I realize that these crazy situations do happen. But, although they make for good stories, they don't make for helpful tips.
The first one - not getting some orientation - is a good one. It's not the kind of thing that slaps you in the face, but people who have experienced it know what it usually means...
I'm 52 and looking for a job right now & it's hard to find an employer that will treat someone with my age with a little respect. Most of them are younger & talk down to me....it's very frustrating.
I agree with the comments about your higher up being competent. That's a definite necessity. Also, though, do they treat you with respect and like an adult or more like a child? I've worked at places where the employees were treated like kindergarteners and the overall feel was that they began to act the way they were treated. Didn't work as hard because they wouldn't get the credit they deserved anyways.
It's also hard to work under someone who is simply ignorant. I do not mean this in a self-entitled "I have a 4 year degree and am therefore better than your lack of college education" way. I mean it as it is hard to take criticism from someone regarding your professionalism (working in customer service) when their grammar/spelling is severely lacking to the point that customers actually correct it themselves. This also includes being ignorant of the fact that it is common knowledge, or common sense, that every individual in the workplace has a different personality, learning process, way of doing things, and/or communication style.

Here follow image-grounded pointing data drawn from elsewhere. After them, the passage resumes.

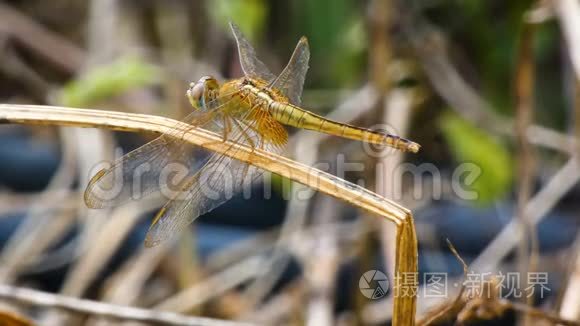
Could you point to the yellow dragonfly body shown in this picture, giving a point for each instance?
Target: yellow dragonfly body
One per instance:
(250, 110)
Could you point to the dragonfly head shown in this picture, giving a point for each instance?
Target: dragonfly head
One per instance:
(202, 92)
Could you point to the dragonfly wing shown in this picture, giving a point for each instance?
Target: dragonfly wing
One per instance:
(291, 79)
(143, 171)
(218, 180)
(251, 65)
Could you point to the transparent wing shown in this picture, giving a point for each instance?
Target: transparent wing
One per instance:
(251, 65)
(143, 171)
(291, 79)
(220, 178)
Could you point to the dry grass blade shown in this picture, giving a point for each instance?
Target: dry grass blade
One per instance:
(46, 299)
(406, 260)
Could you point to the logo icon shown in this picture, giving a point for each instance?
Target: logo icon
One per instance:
(373, 284)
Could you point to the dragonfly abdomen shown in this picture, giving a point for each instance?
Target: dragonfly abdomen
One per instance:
(296, 117)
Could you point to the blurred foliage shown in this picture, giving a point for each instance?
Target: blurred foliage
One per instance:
(470, 144)
(334, 27)
(106, 81)
(249, 15)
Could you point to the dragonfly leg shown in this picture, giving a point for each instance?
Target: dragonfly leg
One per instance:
(227, 128)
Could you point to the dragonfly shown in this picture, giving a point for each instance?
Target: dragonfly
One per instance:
(252, 111)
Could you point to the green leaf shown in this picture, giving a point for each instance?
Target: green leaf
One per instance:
(106, 81)
(249, 15)
(472, 145)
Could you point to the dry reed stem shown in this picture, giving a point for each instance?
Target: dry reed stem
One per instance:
(45, 299)
(406, 261)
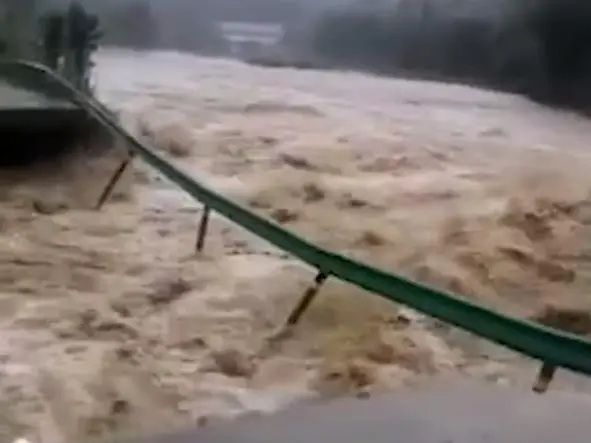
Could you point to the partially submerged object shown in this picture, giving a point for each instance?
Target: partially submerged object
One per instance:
(38, 124)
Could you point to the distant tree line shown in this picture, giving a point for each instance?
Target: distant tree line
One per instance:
(541, 48)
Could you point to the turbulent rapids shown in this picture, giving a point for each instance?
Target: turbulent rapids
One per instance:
(112, 324)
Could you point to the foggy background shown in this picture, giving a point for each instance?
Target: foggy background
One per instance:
(540, 48)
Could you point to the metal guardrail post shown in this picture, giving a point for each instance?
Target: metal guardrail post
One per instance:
(545, 376)
(306, 300)
(108, 190)
(202, 230)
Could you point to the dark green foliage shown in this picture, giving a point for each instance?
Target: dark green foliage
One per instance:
(541, 48)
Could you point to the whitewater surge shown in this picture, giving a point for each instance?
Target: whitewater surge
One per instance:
(111, 323)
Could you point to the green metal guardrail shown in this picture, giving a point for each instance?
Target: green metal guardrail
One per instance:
(552, 347)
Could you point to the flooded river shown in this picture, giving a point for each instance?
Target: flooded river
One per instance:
(111, 323)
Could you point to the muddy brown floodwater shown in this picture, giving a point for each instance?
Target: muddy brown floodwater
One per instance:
(111, 324)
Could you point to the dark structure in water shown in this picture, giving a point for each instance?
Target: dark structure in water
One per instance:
(41, 125)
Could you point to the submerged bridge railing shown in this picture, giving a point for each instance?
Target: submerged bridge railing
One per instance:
(552, 347)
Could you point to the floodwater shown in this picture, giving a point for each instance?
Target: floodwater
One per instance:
(111, 323)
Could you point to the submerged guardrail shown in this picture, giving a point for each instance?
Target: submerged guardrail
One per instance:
(553, 347)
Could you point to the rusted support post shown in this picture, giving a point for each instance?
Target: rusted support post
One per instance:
(307, 298)
(544, 379)
(273, 342)
(202, 231)
(113, 181)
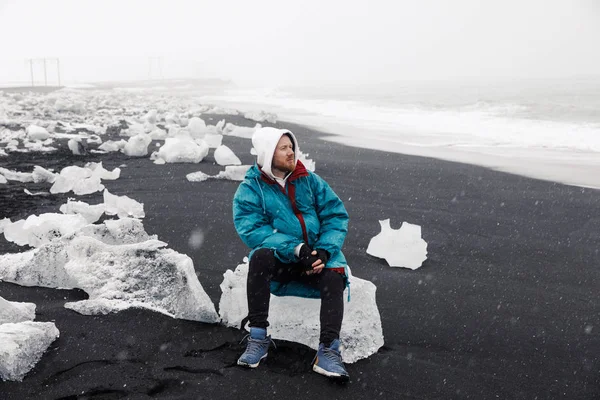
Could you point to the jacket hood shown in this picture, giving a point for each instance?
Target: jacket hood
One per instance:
(265, 141)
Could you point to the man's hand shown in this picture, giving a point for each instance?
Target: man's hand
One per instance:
(306, 257)
(320, 258)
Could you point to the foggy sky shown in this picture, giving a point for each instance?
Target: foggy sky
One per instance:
(273, 42)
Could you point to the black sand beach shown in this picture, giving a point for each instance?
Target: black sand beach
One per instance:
(505, 307)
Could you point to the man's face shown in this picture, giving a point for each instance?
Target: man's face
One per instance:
(283, 158)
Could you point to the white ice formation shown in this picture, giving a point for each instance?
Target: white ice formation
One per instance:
(22, 345)
(225, 156)
(12, 311)
(22, 342)
(296, 319)
(119, 266)
(402, 247)
(232, 173)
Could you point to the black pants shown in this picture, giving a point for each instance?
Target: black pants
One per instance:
(264, 267)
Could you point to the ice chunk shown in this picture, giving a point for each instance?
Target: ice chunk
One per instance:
(22, 345)
(213, 140)
(35, 132)
(197, 176)
(402, 247)
(137, 146)
(90, 213)
(41, 174)
(12, 311)
(122, 206)
(111, 145)
(182, 149)
(240, 131)
(261, 116)
(77, 147)
(197, 127)
(83, 180)
(296, 319)
(119, 266)
(232, 172)
(150, 116)
(3, 223)
(16, 176)
(224, 156)
(37, 230)
(102, 173)
(139, 275)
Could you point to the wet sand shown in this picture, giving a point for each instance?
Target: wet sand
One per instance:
(506, 305)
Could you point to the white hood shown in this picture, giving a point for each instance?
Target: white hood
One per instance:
(265, 141)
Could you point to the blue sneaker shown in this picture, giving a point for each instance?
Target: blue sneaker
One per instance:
(256, 349)
(328, 362)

I can't work for someone who doesn't hold themselves to a standard of integrity when dealing with customers and coworkers. Yes, we all make mistakes now and then, but blatant dishonesty I just can't respect.
Also something that is hard for me to tolerate is superiority complexes. If you think you work for someone who thinks they are better than than you or someone you work with, how are you going to respect them? We all deserve a certain level of respect no matter where/who we are in life!
An additional sign is if your manager doesn't know what he/she is doing, but you know more than they do on the most common and necessary working skills needed for the job.